Unendlich lange
Ein Musiktheaterstück des Theaterjugendclubs mit dem Pop-Chor des Max-Steenbeck-Gymnasiums
Die Zeit ist eine komische Sache. Mal ist sie unendlich, mal knapp, aber immer ist sie da. Mit ihrer Vielseitigkeit würde sie in jedem Bewerbungsgespräch gut abschneiden: sie kann verfliegen, stehen bleiben, sich dehnen, verrinnen, einfrieren, fließen, … Während Kinder den Überfluss von Zeit fürchten, sehnen Erwachsene ihn herbei. Und dazwischen? Unser Theaterjugendclub untersucht die Zeit – das messbare Vorhandensein aller Dinge – und die Unendlichkeit – das Da-Sein ohne Grenzen, ohne Einschränkungen, das „Für immer“, eine Idee, die wir alle im Herzen tragen, obwohl sie physikalisch unmöglich ist.
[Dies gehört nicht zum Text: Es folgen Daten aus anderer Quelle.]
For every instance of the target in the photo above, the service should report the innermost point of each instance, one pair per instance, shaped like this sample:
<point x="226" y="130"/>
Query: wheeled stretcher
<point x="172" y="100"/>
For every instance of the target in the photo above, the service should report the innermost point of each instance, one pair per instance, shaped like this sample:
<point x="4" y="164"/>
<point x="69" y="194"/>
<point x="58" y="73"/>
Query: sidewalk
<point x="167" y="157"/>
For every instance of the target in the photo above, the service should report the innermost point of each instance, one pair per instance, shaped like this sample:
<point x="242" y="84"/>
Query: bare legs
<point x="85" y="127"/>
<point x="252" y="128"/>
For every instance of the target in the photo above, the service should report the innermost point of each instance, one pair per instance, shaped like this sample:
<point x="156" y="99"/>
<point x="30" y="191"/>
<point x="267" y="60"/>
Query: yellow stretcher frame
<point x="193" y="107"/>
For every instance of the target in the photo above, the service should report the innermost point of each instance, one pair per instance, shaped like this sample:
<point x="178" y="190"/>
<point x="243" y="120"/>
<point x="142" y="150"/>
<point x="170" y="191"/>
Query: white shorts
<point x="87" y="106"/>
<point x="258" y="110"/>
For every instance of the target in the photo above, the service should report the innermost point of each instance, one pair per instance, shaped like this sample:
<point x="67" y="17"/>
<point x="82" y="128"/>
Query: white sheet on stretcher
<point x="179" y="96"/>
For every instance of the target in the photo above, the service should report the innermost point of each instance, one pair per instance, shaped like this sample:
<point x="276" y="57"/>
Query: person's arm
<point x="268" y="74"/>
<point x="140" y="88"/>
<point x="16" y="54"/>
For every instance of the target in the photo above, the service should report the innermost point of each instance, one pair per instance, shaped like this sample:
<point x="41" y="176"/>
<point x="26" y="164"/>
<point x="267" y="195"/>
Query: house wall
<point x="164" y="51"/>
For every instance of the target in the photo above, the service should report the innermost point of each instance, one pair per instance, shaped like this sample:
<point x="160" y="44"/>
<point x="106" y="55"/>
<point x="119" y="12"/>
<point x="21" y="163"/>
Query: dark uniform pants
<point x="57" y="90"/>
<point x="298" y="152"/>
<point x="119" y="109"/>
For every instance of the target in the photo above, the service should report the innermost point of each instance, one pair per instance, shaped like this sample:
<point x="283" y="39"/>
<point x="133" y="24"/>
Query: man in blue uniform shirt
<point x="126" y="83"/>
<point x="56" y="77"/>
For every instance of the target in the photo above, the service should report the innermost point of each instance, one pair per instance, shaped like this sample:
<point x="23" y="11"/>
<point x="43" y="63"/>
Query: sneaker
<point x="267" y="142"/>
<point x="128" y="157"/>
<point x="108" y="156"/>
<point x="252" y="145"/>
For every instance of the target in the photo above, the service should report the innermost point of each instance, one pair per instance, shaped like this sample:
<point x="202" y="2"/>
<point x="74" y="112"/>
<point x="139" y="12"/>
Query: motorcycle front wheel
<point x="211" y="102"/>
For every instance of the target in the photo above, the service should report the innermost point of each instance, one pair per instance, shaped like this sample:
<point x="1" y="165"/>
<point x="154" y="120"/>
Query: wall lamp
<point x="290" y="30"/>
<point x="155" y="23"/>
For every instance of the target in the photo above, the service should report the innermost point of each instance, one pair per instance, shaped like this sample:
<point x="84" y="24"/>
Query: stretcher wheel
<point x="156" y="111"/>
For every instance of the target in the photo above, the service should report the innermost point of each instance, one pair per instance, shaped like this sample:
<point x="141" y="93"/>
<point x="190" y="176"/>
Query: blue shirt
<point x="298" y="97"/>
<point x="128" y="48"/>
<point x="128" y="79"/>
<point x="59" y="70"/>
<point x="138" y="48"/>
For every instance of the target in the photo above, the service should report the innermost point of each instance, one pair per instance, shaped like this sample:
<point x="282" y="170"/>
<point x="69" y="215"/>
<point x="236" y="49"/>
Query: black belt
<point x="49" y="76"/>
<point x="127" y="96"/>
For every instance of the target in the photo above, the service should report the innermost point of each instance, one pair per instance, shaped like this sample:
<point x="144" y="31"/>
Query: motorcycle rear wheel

Merkwürdige Erkenntnisse zeichnen sich ab: Das Zeitempfinden ist abhängig vom Rhythmus des Herzschlages. Manche von uns glauben, dass sie bis zu ihrem Tod noch sechs Katzen haben. Und das ganze Internet scheint voll von der Frage, wie die Liebe für immer halten kann …!? Genau 165 Stunden haben die 13- bis 18-Jährigen investiert, um die Gegensätzlichkeit des Themas „Zeit“ zu begreifen, vom Alltag in die Bühnensituation zu wachsen und ohne vorgefertigtes Skript ein Musiktheaterstück zu entwickeln, dessen Tempo der Zeit gerecht wird. Dann mal schnell …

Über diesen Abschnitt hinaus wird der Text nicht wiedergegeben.